🤚 The Open-Palm Illumination
There was a time — and by “a time” we mean February — when the act of coding with AI involved one human, one terminal, and one agent doing its level best not to hallucinate your database schema into oblivion. Those were simpler days. Quaint days. Days we will tell our grandchildren about while they stare at us with the vacant pity reserved for people who once drove their own cars.
Enter Alex Finn, who has apparently decided that one AI agent is for amateurs, and has unveiled a workflow so aggressively automated that the developer’s primary role is now sending a Telegram message and going for a walk.
The setup: OpenAI’s Codex builds the code. Anthropic’s Claude Code reviews it. NousResearch’s Hermes Agent orchestrates the entire affair from a Kanban board like a project manager who actually delivers. The user sends a single message — a goal, not a task, not a ticket, not a Jira epic with fourteen sub-stories — and the system handles the rest. Planning, implementation, code review, iteration, and board management. All of it. Autonomously.
Your standing desk just became a fainting couch.

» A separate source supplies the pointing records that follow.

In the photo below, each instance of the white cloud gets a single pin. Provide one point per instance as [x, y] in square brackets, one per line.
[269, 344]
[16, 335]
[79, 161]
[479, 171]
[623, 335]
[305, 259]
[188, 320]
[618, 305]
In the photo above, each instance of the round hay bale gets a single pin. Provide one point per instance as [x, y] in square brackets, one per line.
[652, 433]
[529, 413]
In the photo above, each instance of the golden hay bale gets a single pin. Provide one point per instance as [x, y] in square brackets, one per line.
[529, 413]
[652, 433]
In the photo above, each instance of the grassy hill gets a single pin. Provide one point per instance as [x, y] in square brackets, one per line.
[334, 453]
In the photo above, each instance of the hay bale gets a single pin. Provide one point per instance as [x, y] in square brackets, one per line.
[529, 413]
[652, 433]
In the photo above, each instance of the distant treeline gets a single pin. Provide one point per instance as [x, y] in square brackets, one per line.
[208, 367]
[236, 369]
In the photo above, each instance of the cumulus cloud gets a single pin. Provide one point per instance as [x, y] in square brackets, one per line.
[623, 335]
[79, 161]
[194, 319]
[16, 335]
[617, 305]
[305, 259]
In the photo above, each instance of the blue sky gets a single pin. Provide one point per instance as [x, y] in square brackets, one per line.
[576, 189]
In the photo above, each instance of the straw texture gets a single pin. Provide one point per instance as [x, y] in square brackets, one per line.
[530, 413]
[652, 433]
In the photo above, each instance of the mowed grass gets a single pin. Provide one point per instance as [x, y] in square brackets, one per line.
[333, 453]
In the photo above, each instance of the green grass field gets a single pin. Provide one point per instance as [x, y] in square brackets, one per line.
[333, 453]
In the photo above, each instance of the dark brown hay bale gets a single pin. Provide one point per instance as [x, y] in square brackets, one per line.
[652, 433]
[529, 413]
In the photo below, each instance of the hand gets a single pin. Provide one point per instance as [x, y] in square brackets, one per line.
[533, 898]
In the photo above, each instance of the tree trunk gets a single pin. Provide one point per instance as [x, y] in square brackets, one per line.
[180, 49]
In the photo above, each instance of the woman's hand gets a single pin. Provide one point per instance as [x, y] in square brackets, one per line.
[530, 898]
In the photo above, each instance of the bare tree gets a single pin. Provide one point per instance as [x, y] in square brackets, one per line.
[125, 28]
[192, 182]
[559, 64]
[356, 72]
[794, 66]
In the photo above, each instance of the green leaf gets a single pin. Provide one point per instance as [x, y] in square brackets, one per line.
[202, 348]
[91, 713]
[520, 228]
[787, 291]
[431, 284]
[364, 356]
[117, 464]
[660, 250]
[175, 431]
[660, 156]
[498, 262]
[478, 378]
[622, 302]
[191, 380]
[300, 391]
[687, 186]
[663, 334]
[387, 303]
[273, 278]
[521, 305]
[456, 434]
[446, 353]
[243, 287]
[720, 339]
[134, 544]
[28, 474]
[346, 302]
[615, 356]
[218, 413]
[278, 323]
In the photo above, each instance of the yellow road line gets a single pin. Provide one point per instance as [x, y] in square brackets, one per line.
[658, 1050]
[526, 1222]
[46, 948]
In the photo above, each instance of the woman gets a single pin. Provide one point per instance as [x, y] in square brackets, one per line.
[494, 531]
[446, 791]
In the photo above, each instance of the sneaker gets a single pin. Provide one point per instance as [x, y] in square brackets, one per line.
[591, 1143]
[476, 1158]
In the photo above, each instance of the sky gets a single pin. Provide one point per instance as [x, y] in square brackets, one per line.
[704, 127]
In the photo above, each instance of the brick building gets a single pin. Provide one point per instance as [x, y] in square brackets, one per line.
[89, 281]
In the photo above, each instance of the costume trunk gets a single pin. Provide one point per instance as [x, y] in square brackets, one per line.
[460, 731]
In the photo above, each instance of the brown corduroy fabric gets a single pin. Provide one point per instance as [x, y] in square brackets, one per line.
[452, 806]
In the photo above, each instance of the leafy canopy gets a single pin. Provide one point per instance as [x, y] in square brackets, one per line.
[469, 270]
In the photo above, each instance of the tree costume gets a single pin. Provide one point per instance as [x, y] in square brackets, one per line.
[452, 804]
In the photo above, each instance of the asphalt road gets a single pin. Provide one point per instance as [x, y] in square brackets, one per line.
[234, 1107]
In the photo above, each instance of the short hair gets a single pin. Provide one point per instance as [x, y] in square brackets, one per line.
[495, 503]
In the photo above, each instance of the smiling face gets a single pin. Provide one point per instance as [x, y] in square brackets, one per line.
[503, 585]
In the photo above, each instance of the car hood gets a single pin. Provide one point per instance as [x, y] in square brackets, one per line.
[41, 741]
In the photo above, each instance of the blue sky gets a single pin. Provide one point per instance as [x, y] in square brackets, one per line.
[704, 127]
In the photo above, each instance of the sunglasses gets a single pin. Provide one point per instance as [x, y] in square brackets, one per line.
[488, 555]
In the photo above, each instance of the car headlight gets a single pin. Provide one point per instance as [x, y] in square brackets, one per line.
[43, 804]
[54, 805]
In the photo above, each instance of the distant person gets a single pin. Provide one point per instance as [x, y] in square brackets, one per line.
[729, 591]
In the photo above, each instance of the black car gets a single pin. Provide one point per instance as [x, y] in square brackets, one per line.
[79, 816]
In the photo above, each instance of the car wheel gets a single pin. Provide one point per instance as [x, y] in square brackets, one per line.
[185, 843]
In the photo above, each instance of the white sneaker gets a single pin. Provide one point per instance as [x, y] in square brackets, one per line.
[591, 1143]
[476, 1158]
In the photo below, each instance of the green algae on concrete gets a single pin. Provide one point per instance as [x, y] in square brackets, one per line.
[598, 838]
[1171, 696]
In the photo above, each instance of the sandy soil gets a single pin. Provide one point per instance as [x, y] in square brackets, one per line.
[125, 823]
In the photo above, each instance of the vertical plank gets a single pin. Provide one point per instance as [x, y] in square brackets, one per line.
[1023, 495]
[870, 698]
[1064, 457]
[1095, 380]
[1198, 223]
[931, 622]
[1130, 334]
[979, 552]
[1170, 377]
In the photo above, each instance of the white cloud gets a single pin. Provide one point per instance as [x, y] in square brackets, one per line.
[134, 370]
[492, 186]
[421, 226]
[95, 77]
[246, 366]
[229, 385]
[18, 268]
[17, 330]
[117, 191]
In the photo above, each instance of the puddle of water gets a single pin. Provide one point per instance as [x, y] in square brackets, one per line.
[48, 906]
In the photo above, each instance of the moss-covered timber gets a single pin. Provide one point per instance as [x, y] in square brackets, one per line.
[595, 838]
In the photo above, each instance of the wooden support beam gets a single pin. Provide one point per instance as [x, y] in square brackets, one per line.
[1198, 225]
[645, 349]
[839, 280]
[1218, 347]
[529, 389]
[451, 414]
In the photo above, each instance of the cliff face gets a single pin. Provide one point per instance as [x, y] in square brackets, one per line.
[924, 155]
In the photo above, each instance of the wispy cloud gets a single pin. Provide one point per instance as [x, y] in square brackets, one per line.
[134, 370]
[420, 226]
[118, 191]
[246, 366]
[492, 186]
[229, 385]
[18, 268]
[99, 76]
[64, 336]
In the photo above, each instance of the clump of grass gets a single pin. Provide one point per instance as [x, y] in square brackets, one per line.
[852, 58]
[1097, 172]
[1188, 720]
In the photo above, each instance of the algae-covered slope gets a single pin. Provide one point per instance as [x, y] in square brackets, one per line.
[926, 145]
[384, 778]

👐 The Two-Handed Reality Check
Let us discuss what is actually happening here, because the implications are the kind that make engineering managers refresh LinkedIn.
At the heart of this unholy trinity sits Hermes Agent’s Kanban board — a durable task-tracking system backed by local SQLite, shipped in Hermes v0.12 and v0.13 across April and May 2026. This is not a pretty Trello clone. This is a multi-agent coordination layer with heartbeats, zombie detection, retry budgets, and a hallucination gate that prevents agents from confidently shipping nonsense to production. (A feature that, frankly, many human engineers could also benefit from.)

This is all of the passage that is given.